The Artistic Crime of the Century

For Philippe Petit, the French wirewalker who shocked and charmed the world when he took to the skies on Aug. 7, 1974, to walk a tightrope between the twin towers of the World Trade Center, even the words "joy" and "elation" barely describe the act.

He crossed not once, but eight times, each one different, he says, with spectators and police gathering in awe to watch. For 45 minutes the impish Frenchman with sandy red hair smiled, sat, lay down, knelt, saluted and laughed while out on the wire -- all the while gleefully taunting the waiting policeman.

"It was an immense, profound pleasure," he told, over hot chocolate and croissants last week in New York. "It's not what you Americans call 'fun,'" he added, a bit of mischievous disdain in his voice.

"Meeting the Gods" is how he refers to it. "I'm nonreligious," he added. But the combination of the "Twin Towers, my balancing pole, the police, the onlookers, it was a sacred presence, an amazing piece of theater."

And one that was bound to make a great film. For years, Petit, now 58, resisted. "I'd say 'no' almost automatically. 'Sign here' [they'd say], make a lot of money, go to the Hollywood premiere. I was afraid I'd lose control. I was very glad to say no to all those offers. I wanted to wait until things were more meaningful. What was important was the exchange, the collaboration," he said.

Two years ago, Petit agreed to work on a documentary with James Marsh, a director who had made films on Elvis Presley, Marvin Gaye and Velvet Underground member John Cale.

Their film, "Man on Wire," opened in New York on Friday, and over the weekend posted the highest earnings for any documentary to open this year. On a per-screen average, it even surpassed "The Dark Knight" ($25,696 versus $17,000). The New York opening is to be followed by a national rollout in August.

Planning the Walk

"I have the mind of a criminal" was the first thing Petit told Marsh when they met in summer 2006, Marsh wrote in a director's statement. "He then went on to show me how he could kill a man with a copy of People magazine and, before we parted, he picked my pocket."

Within months Petit had "prepared this great document, images and thoughts and provocations, drawings, ideas, cuttings," Marsh told

That document, done in a "big messy way," said Petit, provided "a nice trampoline to start talking."

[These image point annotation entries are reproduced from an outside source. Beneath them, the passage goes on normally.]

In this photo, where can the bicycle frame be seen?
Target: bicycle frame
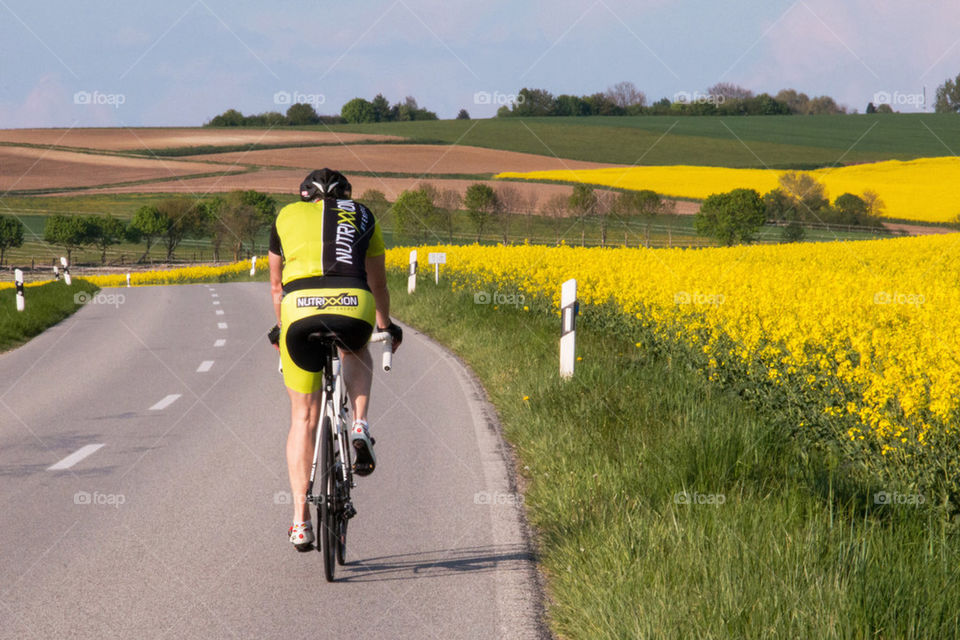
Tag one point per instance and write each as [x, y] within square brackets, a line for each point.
[333, 405]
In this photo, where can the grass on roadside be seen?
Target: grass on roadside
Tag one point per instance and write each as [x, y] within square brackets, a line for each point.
[665, 507]
[45, 306]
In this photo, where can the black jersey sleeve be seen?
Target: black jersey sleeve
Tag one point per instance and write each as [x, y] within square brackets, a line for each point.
[275, 240]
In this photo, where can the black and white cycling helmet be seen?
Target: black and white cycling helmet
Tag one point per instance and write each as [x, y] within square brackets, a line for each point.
[324, 183]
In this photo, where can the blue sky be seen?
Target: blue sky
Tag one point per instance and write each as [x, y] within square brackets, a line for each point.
[182, 61]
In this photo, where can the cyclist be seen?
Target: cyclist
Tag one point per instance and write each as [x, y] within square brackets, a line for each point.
[327, 273]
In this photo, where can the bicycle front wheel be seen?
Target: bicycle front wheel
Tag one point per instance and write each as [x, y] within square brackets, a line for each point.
[329, 518]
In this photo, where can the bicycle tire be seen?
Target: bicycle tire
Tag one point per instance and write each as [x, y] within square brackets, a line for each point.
[328, 508]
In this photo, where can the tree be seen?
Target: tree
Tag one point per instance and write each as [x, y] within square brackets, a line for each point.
[381, 108]
[149, 225]
[948, 97]
[229, 118]
[182, 217]
[731, 217]
[852, 209]
[647, 205]
[808, 195]
[358, 110]
[533, 102]
[729, 91]
[300, 114]
[411, 212]
[69, 232]
[798, 103]
[875, 206]
[376, 201]
[626, 94]
[104, 232]
[11, 235]
[213, 224]
[481, 203]
[447, 201]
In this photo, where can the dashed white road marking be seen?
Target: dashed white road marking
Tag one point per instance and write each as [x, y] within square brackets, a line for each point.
[74, 457]
[166, 402]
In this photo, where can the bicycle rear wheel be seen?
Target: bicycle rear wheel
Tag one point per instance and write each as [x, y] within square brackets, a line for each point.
[329, 517]
[342, 528]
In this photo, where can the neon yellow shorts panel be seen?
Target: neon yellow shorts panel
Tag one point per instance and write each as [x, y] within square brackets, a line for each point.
[347, 312]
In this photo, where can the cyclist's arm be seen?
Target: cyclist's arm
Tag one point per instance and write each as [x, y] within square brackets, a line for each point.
[276, 274]
[377, 279]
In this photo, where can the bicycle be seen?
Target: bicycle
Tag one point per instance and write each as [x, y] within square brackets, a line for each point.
[332, 454]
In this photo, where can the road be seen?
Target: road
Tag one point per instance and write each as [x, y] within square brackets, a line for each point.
[144, 487]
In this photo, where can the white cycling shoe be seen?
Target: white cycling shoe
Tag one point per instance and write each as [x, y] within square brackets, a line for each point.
[366, 460]
[302, 535]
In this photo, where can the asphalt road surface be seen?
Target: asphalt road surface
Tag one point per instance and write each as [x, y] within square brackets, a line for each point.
[144, 491]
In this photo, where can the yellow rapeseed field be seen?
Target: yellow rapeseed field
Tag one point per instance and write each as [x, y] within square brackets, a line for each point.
[863, 334]
[926, 189]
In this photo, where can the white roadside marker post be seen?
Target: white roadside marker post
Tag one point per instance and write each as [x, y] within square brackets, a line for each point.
[18, 277]
[568, 329]
[412, 278]
[436, 259]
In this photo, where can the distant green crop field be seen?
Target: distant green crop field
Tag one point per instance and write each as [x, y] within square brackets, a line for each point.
[781, 142]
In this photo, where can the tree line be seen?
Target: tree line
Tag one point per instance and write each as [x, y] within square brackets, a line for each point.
[426, 214]
[231, 222]
[736, 216]
[624, 98]
[303, 114]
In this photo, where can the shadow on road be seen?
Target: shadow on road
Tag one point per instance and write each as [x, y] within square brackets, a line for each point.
[433, 564]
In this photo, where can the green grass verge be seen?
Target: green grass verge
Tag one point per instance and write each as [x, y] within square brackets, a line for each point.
[46, 305]
[666, 508]
[782, 142]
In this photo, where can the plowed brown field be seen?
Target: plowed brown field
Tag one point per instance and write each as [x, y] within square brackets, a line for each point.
[136, 139]
[406, 158]
[30, 168]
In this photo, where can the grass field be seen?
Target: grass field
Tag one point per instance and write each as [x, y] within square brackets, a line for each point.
[667, 508]
[784, 142]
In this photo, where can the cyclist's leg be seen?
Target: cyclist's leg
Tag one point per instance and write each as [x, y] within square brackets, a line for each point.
[304, 415]
[358, 376]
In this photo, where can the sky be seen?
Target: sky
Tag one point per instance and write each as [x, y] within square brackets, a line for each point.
[180, 62]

The film features interviews with Petit, who now lives in upstate New York, serves as an artist-in-residence at St. John the Divine church in New York City and is still as wiry and mischievous (if a bit more weathered than) as he was 34 years ago.

A lucky break came when Marsh discovered that lots of footage existed from 34 years ago of the actual planning. Petit's World Trade Center Association -- marked by a hand-lettered sign -- was headquartered in a field in France, where he and his accomplices would conduct trial-and-error experiments with a wire several feet off the ground and retreat indoors to discuss problems of architectural engineering.

"Man on Wire" is plotted like a "heist" film, said Marsh -- quite fitting, he surmised, for "the artistic crime of the century." There's no asking "why" of Petit. The film is about the day-to-day planning, Marsh said, "the spirit of the undertaking, with very specific things like, 'How are we going to get the wire across?'"

The planners were initially a group of 10; at the end there were three. Many are interviewed in the film.

There's Barry Greenhouse, an American who sports a handlebar mustache, conducts himself like an impresario and was the "inside man." He first met Petit when he bumped into him in the World Trade Center's south tower's lobby -- Greenhouse worked on the 82nd floor -- but he had seen Petit juggling on a Parisian street a year earlier. Greenhouse provided the fake IDs for Petit and the accomplices to enter the building on the night of Aug. 6.

Also interviewed in the film are a few who dropped out because they didn't want to see their friend, Philippe, die. But as Annie Allix, his then-girlfriend points out, "He couldn't go on living if he didn't try to conquer those towers ... it was as if they had been built specifically for him."

Then And Now

It was August 1974: Richard Nixon would resign over Watergate a day after Petit's walk; New York was facing serious fiscal problems; and a motley crew of Frenchmen passed through Kennedy International Airport with ropes, knives, a bow and arrow (to get the wire from one tower to the other), and shackles.

And, of course, the Twin Towers were standing. There is no mention of their collapse in "Man on Wire." Acknowledging that the Sept. 11 attack "frames the story in a different way," Marsh said it would have been "wrong to inject it." It's the events of 34 years ago that are important to the story.

"I had dreamed, I had toiled, I was an impatient child finally getting what I wanted," recalled Petit of the day he stepped out onto the wire to cross the towers, to realize a dream he first had in 1968, at the age of 18, when he saw an architectural drawing of the proposed buildings in a newspaper. "I had these elaborate hopes and dreams and thoughts about illegally landing on top of this magnificent structure."

When they were attacked, he said, "I had shock and disbelief. Those towers that were alive in me were pulled out too."